おい、ちゃんと並べよ―あれは正義感?Y先生とシンクロする私の思い出―Ⅲ(おまけ)
市電を待つ人の列に平然と割り込み、素知らぬ顔をしていた不良高校生の胸倉をつかんでバシンバシンと往復ビンタをくらわせて、その高校生を退散させてしまったY先生。
今の世の中だとなかなか難しそうな行為ではあるが、まあ胸のすくような武勇伝である。
この話を思い出しながら、そういえば・・・と私の記憶によみがえってきたことがある。
あれは、カミさんとまだ結婚する前、原宿に出掛けたときのことであった。
はっきりとは覚えていないが、私たちはデートでもしたのであろうか、帰りの電車に乗るために、原宿の竹下口の改札のところで切符を買うために並んでいた。
といっても、並んでいたのは私だけで、カミさんの分と2枚買うために、ごった返す駅の券売機の列の中に立っていた。
ご存知の方はわかると思うが、原宿駅の竹下口は狭い。
その割には人の数は多いので、切符売り場には長い列ができていたのである。
すると、20代くらいの若者が、その列の前方に割り込んで並んだではないか。
私から、3人くらい前に割り込み、ヘラヘラとそしらぬ顔で並んでいる。
誰も咎める者はいない。
私は、その男の肩をポンポンと叩き、ちゃんと並べよ、と促した。
ギョッとしたような顔で私の方を見たが、その男は黙って列のうしろの方についたのである。

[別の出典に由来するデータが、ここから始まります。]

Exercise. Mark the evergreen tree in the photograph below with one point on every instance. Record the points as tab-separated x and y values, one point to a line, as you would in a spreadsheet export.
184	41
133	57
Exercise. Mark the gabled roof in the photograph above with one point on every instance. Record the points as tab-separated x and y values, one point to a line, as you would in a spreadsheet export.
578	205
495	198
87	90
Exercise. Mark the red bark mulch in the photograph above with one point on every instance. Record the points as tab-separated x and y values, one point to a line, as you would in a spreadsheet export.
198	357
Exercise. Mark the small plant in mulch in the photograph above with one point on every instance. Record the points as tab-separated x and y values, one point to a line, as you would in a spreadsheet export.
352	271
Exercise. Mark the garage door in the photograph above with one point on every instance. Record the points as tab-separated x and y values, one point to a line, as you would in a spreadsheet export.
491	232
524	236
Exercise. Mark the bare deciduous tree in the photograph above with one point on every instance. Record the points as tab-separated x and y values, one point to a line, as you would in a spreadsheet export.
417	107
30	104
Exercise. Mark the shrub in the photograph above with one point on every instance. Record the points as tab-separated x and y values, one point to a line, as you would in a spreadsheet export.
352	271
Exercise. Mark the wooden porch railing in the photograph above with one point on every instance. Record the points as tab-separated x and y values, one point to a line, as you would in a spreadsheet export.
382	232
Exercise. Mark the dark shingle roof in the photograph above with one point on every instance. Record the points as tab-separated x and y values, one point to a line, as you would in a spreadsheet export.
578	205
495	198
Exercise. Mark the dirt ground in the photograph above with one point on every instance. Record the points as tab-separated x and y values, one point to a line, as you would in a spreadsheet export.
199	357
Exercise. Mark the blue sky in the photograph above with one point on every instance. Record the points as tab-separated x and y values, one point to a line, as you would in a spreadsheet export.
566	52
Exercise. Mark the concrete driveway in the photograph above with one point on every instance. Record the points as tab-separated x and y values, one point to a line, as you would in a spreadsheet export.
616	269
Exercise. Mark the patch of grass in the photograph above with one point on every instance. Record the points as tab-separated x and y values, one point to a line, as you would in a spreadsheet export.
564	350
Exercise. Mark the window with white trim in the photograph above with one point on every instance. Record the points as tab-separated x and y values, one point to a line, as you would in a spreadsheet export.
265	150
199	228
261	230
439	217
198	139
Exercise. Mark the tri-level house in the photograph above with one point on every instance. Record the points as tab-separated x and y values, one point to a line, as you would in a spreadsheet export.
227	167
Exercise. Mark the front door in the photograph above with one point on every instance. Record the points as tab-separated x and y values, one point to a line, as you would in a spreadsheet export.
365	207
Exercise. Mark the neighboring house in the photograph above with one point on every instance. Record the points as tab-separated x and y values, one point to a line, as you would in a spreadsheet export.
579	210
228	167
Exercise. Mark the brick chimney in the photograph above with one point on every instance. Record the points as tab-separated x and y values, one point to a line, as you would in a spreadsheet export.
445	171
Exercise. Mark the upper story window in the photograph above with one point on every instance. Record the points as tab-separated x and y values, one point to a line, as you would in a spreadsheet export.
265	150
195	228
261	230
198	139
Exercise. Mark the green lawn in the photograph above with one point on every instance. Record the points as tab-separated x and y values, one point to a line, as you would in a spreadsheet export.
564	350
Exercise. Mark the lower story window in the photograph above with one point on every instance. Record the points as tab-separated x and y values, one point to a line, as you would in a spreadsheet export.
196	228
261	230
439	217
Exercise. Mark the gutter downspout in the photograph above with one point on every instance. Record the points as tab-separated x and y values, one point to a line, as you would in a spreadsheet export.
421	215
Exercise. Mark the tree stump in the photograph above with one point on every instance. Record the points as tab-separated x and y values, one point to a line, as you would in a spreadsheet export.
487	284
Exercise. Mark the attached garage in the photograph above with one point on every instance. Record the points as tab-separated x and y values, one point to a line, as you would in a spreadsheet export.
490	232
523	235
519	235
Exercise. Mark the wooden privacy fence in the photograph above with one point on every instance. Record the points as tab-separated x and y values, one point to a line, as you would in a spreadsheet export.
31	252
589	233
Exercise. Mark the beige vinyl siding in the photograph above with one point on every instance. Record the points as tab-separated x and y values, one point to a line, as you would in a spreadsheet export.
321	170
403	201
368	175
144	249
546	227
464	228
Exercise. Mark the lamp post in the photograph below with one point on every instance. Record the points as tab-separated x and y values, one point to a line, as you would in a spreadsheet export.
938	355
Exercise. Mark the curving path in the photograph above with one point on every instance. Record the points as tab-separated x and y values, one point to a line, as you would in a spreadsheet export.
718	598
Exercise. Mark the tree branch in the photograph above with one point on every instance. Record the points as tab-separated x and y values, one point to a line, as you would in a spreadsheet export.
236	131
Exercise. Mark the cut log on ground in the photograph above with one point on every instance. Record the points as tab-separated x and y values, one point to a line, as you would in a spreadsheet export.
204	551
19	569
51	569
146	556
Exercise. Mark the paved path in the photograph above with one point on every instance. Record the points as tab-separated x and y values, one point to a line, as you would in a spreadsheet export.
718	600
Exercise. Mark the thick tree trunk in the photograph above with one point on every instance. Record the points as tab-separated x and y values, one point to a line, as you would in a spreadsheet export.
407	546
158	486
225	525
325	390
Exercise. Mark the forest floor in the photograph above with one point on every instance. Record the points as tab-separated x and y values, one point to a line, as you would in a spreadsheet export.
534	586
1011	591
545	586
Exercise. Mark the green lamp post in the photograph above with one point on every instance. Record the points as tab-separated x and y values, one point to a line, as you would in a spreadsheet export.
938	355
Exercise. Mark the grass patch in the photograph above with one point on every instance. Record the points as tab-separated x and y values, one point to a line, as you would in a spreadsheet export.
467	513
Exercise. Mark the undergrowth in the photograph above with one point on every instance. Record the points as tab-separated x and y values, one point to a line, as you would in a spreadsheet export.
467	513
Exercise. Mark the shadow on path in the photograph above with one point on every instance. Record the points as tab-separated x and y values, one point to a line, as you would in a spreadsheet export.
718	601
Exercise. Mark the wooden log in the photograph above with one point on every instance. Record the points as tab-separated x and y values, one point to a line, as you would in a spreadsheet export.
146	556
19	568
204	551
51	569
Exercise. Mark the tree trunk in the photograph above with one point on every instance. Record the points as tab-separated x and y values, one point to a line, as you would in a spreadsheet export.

その後、私は切符を買って、列のそばで待っていたカミさんのところへと行った。
するとカミさんに
「よく、注意したわね。怖くなかったの? 私は、あなたがあんなことする人とは思っていなかったわ。」
と言われた。
「いや別に・・・」
と返事して、その話はそのままになった。
今思い出してみると、あれは何のことはなく、やってしまったような気がする。
勇気を奮い起こすとか、ドキドキするとかもなかった。
普通に
「おい、ちゃんと並べよ。」
と言っていたのである。
そのとき、Y先生のことが頭に浮かぶ、ということもなかった。
今回、Y先生のエピソードを思い出して、「そういえば俺も・・・」と、初めて2つの記憶が頭の中で結びついたのである。